La recrudescence de cas de kidnapping dans la région métropolitaine de Port-au-Prince continue d’alimenter l’inquiétude de la population. Selon les données compilées et publiées par Infos Partage, au moins 16 enlèvements confirmés et deux tentatives de kidnapping ont été recensés entre le 12 mai et le 31 juillet 2026, révélant une concentration particulièrement préoccupante dans la commune de Delmas.
D’après ces chiffres, les secteurs Delmas 31, Delmas 32, Delmas 33, Delmas 51, Delmas 60, Delmas 65, Delmas 75 ainsi que Delmas 83 figurent parmi les zones les plus touchées. Des cas ont également été enregistrés à Pèlerin 5, Péguyville et à Christ-Roi, cette dernière localité occupant le deuxième rang des secteurs les plus affectés sur la période.
Alors que les victimes comprennent notamment un étudiant, des commerçants, des particuliers, des hauts fonctionnaires de l’État ainsi que des ressortissants étrangers.
Dans plusieurs incidents, les ravisseurs ont fait usage de leurs armes à feu afin de mener leurs opérations criminelles.
Cette multiplication des enlèvements dans des zones densément peuplées remet une nouvelle fois en lumière les défis persistants en matière de sécurité et la capacité des groupes criminels à agir dans plusieurs quartiers de la capitale malgré les dispositifs déployés.

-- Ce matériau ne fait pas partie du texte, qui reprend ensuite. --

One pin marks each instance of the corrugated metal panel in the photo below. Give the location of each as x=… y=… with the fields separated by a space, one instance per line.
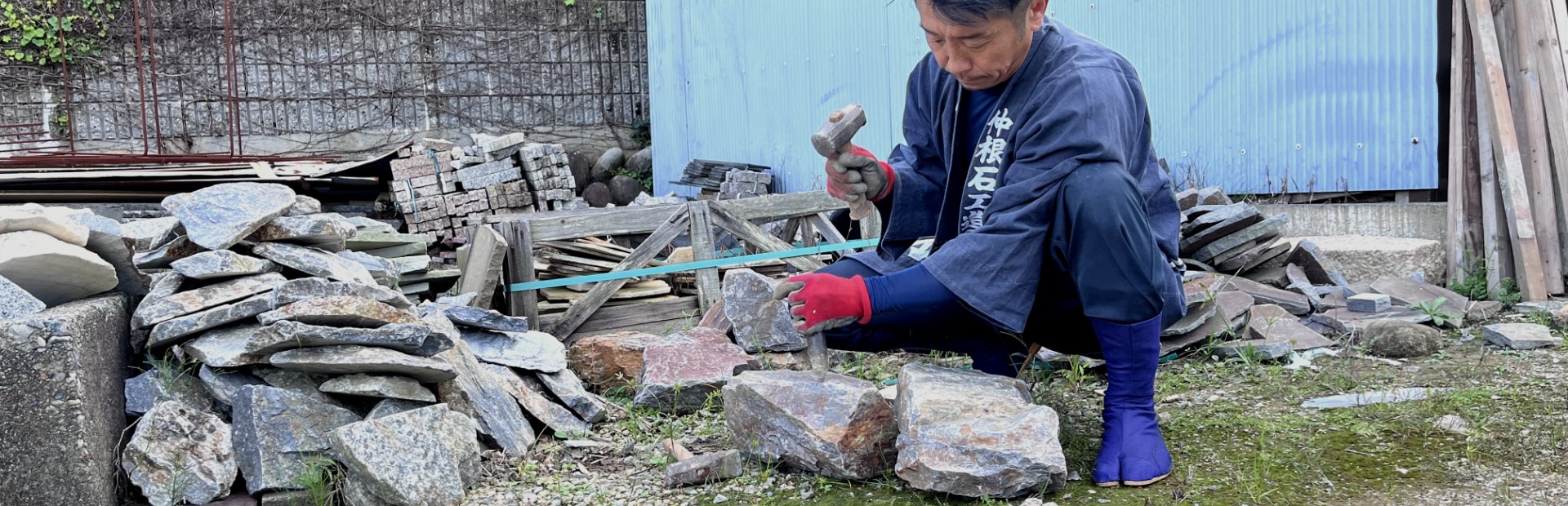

Alors que les habitants de Delmas vivent sous la menace constante des kidnappings, le silence observé jusqu’à présent par le Directeur général de la Police nationale d’Haïti, Vladimir Paraison, face à cette recrudescence suscite de nombreuses interrogations. En l’absence d’une communication officielle détaillant les mesures spécifiques envisagées pour enrayer ce phénomène, un sentiment d’incertitude continue de gagner la population, qui attend des réponses et des actions concrètes des autorités policières.
Delmas s’impose comme l’épicentre du phénomène, le silence du numéro un de l’institution policière devient de plus en plus difficile à comprendre. Pendant ce temps, la population reste livrée à ses inquiétudes, tandis que les groupes criminels continuent d’opérer dans plusieurs secteurs de la région métropolitaine. Cette situation soulève de sérieuses préoccupations à quelques mois des élections présidentielles et legislatives annoncées pour le 13 décembre 2026 , alors que la sécurité constitue l’un des principaux défis à relever pour la tenue du scrutin.